Der jüngste Bericht der EU-Kommission zu den Beitrittsverhandlungen mit der Türkei fällt für das Land verheerend aus. Die Kommission kritisiert die Politik des islamisch-konservativen Staatspräsidenten Recep Tayyip Erdogan so deutlich wie bisher nie. Eine Reihe türkischer Gesetze stünden nicht im Einklang mit europäischen Standards.
Besorgt über Einhaltung der Menschenrechte
Besonders besorgt äusserte sich die EU über die Menschenrechtslage und die Verhaftung kurdischer Abgeordneter in der vergangenen Woche. Seit dem Putschversuch im Juli wurden mehr als 11‘000 Beamte, Soldaten, Polizisten und Richter suspendiert oder eingesperrt, ebenso zahlreiche Journalisten und zuletzt Abgeordnete der prokurdischen Partei HDP.
Gespräche (noch) nicht abbrechen
Trotz den offensichtlichen Menschenrechtsverstössen und der mangelnden Rechtsstaatlichkeit will die EU die Gespräche aber vorerst nicht einseitig abbrechen. Innerhalb der EU herrscht allerdings Uneinigkeit darüber, wie und ob die Beitrittsverhandlungen mit der Türkei weitergeführt werden sollen.

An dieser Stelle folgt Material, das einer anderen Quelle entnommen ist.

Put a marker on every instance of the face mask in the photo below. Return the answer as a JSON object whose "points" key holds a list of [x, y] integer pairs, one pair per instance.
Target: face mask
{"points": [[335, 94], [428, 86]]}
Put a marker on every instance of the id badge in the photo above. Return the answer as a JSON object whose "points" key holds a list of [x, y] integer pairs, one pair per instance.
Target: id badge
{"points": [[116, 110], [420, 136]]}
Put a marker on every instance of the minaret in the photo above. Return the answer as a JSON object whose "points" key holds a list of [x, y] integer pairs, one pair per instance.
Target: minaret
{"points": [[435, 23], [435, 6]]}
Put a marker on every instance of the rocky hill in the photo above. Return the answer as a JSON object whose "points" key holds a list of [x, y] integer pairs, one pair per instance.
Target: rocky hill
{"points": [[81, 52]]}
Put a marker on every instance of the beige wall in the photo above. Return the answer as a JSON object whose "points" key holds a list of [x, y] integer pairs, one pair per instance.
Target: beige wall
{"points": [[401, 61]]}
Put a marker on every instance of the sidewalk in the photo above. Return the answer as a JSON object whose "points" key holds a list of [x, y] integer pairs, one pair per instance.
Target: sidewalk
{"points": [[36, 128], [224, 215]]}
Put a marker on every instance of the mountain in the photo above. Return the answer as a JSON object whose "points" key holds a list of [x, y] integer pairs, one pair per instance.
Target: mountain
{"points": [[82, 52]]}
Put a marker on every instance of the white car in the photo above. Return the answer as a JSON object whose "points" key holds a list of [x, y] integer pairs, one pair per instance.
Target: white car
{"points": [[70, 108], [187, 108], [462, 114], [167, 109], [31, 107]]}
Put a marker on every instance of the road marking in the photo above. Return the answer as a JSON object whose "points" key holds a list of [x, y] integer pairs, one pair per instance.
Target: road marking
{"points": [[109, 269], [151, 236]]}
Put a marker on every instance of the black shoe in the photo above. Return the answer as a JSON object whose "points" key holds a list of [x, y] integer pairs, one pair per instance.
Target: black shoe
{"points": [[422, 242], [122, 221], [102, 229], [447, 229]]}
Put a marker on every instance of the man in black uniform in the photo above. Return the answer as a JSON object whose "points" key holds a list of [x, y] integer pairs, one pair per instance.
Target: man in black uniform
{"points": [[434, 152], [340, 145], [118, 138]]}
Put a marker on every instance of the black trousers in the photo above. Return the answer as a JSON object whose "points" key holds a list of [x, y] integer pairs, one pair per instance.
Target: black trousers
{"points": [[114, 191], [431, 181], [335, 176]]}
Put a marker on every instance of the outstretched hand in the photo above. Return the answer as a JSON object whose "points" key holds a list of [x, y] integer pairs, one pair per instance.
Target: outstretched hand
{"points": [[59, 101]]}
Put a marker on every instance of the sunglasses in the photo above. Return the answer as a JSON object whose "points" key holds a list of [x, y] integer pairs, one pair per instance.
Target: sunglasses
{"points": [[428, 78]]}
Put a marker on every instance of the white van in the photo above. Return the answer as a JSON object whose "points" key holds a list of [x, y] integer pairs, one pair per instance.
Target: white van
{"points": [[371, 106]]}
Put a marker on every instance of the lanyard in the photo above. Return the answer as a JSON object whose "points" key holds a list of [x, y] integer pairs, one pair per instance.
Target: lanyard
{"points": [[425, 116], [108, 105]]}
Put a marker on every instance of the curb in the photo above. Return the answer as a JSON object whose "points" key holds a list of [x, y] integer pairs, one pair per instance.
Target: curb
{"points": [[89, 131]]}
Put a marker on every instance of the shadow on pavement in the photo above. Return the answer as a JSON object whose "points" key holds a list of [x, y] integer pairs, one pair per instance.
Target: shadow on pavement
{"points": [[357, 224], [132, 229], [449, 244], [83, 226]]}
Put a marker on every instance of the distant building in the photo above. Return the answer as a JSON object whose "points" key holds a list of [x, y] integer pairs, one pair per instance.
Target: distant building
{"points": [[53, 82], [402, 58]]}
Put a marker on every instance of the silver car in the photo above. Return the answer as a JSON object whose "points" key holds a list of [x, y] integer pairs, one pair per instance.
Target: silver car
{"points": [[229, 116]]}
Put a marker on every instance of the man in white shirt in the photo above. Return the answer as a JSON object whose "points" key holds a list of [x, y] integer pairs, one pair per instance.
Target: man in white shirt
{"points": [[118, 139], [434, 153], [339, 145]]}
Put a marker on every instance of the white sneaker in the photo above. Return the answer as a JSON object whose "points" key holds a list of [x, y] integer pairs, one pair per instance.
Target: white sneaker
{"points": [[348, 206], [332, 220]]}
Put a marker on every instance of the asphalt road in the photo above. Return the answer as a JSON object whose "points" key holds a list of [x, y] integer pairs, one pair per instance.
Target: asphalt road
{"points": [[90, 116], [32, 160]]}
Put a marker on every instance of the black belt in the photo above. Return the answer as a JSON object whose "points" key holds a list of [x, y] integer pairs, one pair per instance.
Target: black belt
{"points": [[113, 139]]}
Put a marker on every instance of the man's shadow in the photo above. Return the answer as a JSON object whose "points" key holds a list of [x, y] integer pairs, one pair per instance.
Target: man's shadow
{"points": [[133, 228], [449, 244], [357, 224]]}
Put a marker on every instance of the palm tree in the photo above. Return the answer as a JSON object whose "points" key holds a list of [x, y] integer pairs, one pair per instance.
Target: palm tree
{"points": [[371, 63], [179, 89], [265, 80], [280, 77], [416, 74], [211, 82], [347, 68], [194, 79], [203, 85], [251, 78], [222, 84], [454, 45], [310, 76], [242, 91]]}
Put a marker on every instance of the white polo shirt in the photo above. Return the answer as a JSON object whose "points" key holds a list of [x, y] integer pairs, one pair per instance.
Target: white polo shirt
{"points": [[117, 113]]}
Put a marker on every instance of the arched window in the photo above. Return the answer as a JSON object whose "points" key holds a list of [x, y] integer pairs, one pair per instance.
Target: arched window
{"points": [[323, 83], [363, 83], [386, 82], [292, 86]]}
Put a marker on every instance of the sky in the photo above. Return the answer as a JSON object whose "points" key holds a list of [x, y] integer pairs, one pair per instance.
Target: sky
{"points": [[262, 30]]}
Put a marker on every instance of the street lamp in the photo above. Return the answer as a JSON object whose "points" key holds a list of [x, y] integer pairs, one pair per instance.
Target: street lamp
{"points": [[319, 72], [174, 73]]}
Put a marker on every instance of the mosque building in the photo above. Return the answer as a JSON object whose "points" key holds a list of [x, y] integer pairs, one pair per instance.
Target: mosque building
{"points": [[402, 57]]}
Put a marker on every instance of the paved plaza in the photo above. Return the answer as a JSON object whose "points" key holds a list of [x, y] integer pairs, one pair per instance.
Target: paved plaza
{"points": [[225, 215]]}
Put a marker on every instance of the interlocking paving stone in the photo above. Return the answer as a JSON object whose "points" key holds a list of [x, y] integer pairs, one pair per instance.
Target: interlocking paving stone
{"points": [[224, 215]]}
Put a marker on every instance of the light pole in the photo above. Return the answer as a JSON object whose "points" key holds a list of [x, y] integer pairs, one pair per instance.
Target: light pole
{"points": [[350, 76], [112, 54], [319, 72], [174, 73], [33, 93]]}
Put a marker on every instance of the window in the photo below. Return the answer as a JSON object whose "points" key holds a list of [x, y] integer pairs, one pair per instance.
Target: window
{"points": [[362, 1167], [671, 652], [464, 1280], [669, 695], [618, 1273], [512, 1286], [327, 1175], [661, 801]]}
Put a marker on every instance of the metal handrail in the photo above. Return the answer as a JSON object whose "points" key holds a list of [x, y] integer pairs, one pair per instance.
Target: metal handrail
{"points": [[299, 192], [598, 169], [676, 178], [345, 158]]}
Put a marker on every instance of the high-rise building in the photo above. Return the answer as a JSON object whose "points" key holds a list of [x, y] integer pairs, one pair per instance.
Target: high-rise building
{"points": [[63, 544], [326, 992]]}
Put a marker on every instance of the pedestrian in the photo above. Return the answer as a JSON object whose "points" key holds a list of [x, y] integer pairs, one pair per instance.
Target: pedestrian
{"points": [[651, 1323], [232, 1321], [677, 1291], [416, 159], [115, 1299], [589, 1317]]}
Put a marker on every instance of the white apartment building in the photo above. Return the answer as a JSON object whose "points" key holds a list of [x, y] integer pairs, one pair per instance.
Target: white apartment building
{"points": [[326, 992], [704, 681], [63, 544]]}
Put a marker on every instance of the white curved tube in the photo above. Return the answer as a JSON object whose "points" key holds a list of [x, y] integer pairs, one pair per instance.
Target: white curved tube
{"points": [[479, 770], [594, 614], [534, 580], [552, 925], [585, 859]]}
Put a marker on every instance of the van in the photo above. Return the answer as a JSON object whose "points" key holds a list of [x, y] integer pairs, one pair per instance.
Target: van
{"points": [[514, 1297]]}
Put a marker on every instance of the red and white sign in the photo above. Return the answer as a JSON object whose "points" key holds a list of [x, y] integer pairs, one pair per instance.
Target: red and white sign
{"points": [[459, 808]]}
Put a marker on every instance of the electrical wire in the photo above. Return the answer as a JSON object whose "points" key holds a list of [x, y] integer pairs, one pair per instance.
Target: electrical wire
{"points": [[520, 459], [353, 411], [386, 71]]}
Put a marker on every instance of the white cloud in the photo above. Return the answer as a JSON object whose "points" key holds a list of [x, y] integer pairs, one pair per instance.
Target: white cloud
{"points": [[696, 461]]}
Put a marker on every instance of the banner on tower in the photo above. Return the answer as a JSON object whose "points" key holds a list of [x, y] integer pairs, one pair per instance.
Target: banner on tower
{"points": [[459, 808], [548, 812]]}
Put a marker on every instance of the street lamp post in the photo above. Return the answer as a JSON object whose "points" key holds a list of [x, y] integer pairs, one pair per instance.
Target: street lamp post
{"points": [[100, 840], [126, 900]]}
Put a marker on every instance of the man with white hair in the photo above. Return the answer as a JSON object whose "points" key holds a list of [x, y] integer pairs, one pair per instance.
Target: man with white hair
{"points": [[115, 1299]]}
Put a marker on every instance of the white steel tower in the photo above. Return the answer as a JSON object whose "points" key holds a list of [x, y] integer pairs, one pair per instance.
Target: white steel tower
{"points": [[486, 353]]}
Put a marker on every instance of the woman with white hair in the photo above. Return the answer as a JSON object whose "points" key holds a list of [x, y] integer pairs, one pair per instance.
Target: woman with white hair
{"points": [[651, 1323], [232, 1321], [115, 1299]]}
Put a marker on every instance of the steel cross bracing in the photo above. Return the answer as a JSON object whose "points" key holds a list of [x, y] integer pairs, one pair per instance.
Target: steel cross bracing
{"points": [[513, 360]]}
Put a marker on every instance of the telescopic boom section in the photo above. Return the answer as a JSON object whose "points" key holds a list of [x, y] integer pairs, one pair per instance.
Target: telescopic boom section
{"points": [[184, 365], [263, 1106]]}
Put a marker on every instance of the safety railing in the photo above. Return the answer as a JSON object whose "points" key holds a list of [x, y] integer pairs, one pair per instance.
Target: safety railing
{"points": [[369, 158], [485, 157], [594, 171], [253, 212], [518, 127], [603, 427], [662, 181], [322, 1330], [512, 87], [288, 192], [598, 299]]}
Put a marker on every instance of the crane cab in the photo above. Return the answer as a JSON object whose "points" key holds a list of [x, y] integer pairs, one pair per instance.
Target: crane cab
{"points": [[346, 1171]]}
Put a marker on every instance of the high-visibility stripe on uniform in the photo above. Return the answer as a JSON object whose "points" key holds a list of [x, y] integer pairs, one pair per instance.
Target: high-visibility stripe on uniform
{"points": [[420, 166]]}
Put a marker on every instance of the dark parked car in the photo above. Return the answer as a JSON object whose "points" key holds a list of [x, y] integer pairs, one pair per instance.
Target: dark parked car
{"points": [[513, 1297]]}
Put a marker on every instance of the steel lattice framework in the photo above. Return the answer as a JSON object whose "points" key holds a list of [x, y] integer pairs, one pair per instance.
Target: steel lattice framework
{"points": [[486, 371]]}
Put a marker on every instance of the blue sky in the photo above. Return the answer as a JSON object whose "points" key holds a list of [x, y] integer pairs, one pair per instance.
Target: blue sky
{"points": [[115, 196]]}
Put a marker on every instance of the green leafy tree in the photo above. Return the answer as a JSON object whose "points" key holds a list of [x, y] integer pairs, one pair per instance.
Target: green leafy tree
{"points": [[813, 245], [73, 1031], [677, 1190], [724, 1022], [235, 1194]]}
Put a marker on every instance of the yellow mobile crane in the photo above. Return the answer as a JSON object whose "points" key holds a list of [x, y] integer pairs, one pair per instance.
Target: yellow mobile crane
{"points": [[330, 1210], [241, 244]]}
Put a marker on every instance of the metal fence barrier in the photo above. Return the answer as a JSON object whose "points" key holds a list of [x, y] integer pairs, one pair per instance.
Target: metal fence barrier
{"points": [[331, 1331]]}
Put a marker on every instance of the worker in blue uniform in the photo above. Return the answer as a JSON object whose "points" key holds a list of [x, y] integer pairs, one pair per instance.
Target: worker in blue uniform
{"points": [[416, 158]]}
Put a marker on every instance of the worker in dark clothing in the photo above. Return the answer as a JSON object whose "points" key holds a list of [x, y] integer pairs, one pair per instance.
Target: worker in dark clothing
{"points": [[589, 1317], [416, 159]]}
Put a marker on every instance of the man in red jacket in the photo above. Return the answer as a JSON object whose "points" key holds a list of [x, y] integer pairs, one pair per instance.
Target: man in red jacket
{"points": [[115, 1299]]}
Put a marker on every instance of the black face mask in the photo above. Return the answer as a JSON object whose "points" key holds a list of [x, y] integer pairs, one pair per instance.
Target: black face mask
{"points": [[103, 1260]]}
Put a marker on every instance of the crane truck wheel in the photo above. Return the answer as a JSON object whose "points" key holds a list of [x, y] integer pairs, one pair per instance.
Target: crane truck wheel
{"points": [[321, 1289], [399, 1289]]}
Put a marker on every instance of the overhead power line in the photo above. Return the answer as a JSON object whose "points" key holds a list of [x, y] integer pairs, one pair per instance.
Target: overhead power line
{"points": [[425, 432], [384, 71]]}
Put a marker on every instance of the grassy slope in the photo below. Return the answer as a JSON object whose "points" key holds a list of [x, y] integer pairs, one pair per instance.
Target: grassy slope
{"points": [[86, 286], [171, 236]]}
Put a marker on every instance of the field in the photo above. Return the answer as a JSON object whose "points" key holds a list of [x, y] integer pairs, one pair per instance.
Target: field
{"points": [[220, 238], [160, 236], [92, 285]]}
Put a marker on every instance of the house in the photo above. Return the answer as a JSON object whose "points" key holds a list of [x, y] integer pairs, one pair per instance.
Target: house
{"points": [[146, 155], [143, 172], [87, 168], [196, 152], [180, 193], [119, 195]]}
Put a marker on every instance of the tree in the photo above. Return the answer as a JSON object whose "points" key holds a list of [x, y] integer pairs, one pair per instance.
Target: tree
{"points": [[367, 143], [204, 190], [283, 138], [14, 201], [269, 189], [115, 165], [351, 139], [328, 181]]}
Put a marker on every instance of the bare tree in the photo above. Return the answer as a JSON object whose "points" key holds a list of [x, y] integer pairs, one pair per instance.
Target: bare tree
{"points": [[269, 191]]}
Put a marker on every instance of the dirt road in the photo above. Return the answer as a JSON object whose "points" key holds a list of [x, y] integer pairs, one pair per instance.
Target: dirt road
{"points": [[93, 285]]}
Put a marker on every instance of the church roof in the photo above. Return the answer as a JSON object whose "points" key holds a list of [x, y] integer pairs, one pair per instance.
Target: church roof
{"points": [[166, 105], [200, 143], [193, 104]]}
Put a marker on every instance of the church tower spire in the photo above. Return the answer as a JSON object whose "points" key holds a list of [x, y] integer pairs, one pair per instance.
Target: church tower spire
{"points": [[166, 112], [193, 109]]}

Jeder will, dass der andere handelt
Der türkische Präsident Recep Tayyip Erdogan forderte die EU auf, schnell eine endgültige Entscheidung über das Beitrittsgesuch seines Landes zu treffen. «Überdenkt es, aber verschleppt diese Überprüfung nicht. Trefft eure endgültige Entscheidung», sagte Erdogan am Mittwoch in Istanbul.
Der zuständige EU-Kommissar Johannes Hahn sieht allerdings die Führung des Landes in der Pflicht, selbst eine Richtungsentscheidung zu treffen. Die jüngsten Entwicklungen in der Türkei seien aus Brüsseler Sicht «zunehmend unvereinbar» mit dem offiziellen Beitrittswunsch.
Auf Türkei angewiesen
Hahn machte deutlich, dass die EU gerade vor dem Hintergrund der Flüchtlingskrise auf eine enge Zusammenarbeit mit der Türkei angewiesen sei. Im halben Jahr vor dem Abschluss des Flüchtlingsabkommens mit Ankara kamen noch rund 740‘000 Migranten von der Türkei über das Mittelmeer nach Griechenland. Im halben Jahr danach seien es lediglich 18‘000 gewesen.